Black cites to this statement alone as evidence supporting his argument that the trial court erred in directing the verdict. However, the statement does not demonstrate a wanton attitude on the part of Mr. Hieb, and does not constitute sufficient evidence to submit the issue of punitive damages to the jury. Mr. Hieb's prudent securing of liability insurance does not itself create liability on the part of Hieb, and such safeguard certainly does not give rise to liability for punitive damages. Our review of the record confirms that the trial court correctly directed a verdict in Hieb's favor on the issue of punitive damages.

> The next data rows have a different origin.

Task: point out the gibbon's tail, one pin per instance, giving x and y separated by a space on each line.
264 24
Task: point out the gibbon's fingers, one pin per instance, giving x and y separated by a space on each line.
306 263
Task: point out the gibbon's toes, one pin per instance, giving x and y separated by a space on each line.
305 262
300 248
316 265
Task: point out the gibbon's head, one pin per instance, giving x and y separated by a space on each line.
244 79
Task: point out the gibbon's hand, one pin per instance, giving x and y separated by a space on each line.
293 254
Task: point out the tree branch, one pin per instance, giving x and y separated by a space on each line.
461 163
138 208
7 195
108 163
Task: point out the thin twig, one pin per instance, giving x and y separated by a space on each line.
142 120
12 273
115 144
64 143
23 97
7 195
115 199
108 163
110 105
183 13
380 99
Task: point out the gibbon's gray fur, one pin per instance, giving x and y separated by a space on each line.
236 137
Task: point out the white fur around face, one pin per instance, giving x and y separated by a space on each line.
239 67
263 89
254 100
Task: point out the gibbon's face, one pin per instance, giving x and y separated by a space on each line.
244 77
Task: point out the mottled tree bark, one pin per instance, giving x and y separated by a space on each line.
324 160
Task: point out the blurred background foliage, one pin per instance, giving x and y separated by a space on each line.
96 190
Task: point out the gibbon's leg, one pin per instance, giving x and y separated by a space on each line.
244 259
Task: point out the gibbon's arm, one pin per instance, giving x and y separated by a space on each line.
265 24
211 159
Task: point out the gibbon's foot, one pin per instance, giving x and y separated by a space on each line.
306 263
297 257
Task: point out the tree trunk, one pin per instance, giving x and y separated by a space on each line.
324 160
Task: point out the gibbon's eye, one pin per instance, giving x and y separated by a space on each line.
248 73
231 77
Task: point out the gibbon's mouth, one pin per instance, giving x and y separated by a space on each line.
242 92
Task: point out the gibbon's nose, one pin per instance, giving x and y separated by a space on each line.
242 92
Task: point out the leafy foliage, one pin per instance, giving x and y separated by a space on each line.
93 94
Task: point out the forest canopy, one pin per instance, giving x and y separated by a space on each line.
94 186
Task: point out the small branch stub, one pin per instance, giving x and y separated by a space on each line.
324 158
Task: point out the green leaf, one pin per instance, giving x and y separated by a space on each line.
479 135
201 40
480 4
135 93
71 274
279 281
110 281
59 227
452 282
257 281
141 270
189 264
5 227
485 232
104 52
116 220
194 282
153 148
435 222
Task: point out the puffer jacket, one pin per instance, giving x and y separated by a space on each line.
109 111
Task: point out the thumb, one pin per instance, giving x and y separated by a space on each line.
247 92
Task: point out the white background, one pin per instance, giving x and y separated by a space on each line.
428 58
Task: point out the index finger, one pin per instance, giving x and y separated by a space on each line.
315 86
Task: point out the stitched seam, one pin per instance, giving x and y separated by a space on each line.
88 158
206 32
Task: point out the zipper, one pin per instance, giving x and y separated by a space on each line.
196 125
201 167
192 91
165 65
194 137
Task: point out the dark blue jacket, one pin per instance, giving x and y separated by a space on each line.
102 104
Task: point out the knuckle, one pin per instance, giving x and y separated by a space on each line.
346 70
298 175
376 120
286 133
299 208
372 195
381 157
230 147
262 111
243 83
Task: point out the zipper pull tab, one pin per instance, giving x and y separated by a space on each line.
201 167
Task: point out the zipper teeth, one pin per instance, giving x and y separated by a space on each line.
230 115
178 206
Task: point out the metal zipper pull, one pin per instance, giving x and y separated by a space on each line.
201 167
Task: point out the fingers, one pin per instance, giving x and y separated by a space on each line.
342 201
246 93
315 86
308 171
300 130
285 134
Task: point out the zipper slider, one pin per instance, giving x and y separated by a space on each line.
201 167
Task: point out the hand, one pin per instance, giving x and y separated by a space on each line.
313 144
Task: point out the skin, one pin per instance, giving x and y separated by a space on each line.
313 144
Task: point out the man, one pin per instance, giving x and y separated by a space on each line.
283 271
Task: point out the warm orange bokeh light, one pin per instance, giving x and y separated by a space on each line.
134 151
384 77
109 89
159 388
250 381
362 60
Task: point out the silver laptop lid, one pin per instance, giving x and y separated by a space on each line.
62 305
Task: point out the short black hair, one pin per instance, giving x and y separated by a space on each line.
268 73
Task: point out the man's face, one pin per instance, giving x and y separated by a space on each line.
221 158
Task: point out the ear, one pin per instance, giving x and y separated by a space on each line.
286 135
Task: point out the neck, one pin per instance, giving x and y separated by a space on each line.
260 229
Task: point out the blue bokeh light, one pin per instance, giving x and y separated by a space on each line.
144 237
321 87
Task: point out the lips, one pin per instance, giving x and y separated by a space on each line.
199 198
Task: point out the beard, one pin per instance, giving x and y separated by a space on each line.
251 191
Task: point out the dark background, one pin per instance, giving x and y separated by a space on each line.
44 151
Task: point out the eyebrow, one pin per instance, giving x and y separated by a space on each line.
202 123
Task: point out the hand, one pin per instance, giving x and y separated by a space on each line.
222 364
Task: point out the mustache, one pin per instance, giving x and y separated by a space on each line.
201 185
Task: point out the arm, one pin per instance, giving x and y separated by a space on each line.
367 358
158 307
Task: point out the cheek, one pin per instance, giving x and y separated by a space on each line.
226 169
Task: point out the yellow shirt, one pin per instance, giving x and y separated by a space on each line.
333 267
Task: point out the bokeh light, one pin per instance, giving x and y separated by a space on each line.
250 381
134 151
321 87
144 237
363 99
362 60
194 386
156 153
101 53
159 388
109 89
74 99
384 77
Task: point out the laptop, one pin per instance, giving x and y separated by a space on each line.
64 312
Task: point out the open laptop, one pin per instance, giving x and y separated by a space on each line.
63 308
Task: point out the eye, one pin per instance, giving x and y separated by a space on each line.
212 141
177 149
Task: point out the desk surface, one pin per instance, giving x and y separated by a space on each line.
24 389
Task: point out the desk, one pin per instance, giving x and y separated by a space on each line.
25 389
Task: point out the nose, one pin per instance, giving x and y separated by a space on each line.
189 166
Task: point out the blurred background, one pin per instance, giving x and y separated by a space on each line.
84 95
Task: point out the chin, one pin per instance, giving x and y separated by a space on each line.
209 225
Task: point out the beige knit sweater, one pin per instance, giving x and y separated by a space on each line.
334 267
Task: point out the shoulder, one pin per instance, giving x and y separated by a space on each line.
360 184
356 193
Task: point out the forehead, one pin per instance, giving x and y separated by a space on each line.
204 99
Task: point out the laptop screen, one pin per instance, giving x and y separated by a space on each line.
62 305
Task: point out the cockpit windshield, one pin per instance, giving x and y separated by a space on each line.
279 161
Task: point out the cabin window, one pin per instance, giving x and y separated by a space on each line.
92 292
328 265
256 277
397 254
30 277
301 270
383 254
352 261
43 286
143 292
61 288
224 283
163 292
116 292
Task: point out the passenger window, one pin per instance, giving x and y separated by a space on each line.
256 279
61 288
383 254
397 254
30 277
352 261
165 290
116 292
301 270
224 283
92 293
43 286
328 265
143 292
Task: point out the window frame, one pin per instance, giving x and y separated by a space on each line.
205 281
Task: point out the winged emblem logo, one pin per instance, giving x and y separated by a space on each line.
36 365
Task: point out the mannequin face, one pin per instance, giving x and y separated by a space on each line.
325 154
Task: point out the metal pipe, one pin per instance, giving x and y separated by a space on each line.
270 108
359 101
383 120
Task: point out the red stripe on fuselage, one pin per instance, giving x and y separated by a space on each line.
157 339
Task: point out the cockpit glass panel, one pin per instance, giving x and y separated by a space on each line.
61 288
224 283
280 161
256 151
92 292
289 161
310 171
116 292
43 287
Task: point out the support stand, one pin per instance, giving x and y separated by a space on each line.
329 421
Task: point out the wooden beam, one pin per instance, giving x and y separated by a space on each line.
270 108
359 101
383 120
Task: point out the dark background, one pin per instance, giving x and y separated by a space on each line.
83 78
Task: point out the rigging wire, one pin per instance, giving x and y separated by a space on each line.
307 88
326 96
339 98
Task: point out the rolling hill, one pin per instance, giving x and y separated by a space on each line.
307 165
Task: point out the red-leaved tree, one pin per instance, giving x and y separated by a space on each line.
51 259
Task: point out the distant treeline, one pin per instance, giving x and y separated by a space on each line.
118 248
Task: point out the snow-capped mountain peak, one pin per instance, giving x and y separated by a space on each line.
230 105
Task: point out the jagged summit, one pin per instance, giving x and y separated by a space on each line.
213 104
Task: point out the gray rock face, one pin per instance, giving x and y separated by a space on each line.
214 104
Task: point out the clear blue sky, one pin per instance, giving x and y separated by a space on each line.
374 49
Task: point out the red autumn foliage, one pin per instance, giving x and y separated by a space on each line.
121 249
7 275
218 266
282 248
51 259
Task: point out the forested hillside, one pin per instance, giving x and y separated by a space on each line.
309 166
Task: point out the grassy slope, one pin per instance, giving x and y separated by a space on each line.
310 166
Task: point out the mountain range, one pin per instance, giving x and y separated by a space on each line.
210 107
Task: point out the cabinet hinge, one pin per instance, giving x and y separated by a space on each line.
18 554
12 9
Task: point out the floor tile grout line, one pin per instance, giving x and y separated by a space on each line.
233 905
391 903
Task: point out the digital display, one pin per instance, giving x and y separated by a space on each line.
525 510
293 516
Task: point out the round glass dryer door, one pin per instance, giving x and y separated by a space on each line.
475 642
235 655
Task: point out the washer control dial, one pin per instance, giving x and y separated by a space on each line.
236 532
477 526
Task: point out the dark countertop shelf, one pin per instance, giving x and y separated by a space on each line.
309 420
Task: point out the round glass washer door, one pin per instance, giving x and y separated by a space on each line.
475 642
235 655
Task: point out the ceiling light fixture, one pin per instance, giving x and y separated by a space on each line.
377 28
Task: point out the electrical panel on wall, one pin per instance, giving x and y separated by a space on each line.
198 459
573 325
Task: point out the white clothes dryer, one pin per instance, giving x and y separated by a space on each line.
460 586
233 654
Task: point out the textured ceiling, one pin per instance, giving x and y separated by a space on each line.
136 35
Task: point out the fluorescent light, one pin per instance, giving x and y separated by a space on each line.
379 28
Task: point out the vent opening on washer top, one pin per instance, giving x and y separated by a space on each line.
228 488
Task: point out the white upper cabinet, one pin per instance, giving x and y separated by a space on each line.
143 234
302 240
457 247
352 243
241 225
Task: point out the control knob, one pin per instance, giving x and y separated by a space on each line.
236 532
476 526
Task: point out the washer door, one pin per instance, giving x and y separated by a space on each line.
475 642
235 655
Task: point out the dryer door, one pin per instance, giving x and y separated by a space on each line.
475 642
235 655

Finally, Black contends that the trial court erred in refusing to admit evidence of Hieb's liability insurance at trial. "On appeal, we do not disturb the trial court's ruling on evidentiary matters absent an abuse of discretion." Bennett v. Longacre, 774 F.2d at 1027. Evidence regarding liability insurance is generally not admissible to show liability. Fed.R.Evid. 411; Kan.Stat.Ann. Sec. 60-454 (1983). Black, however, contends that the evidence of insurance should be allowed in this case because it is offered for reasons other than demonstrating liability.
Black first argues that the evidence of insurance shows Hieb's wanton conduct for purposes of the punitive damages claim. Black again relies upon Hieb's deposition statement for this proposition. The trial judge rejected this argument, stating that the introduction of the evidence would be prejudicial and was "wholly irrelevant" in light of the total absence of evidence suggesting wanton conduct on the part of Hieb. Rec. vol. IV at 174. Hieb's statement does not constitute evidence of wanton behavior, and no independent evidence of such behavior was presented at trial.
Black also asserts that the insurance evidence is admissible to enable the jury to assess Hieb's total financial situation, and thus determine the amount of punitive damages necessary to have an impact upon the defendant. See Ayers v. Christiansen, 222 Kan. 225, 564 P.2d 458, 461 (1977). Because we decide that the trial court correctly directed a verdict in favor of Hieb on the punitive damages issue, the issue of punitive damages was not before the jury, and Hieb's financial situation was not relevant. The trial judge was correct in refusing to admit the evidence concerning Hieb's liability insurance.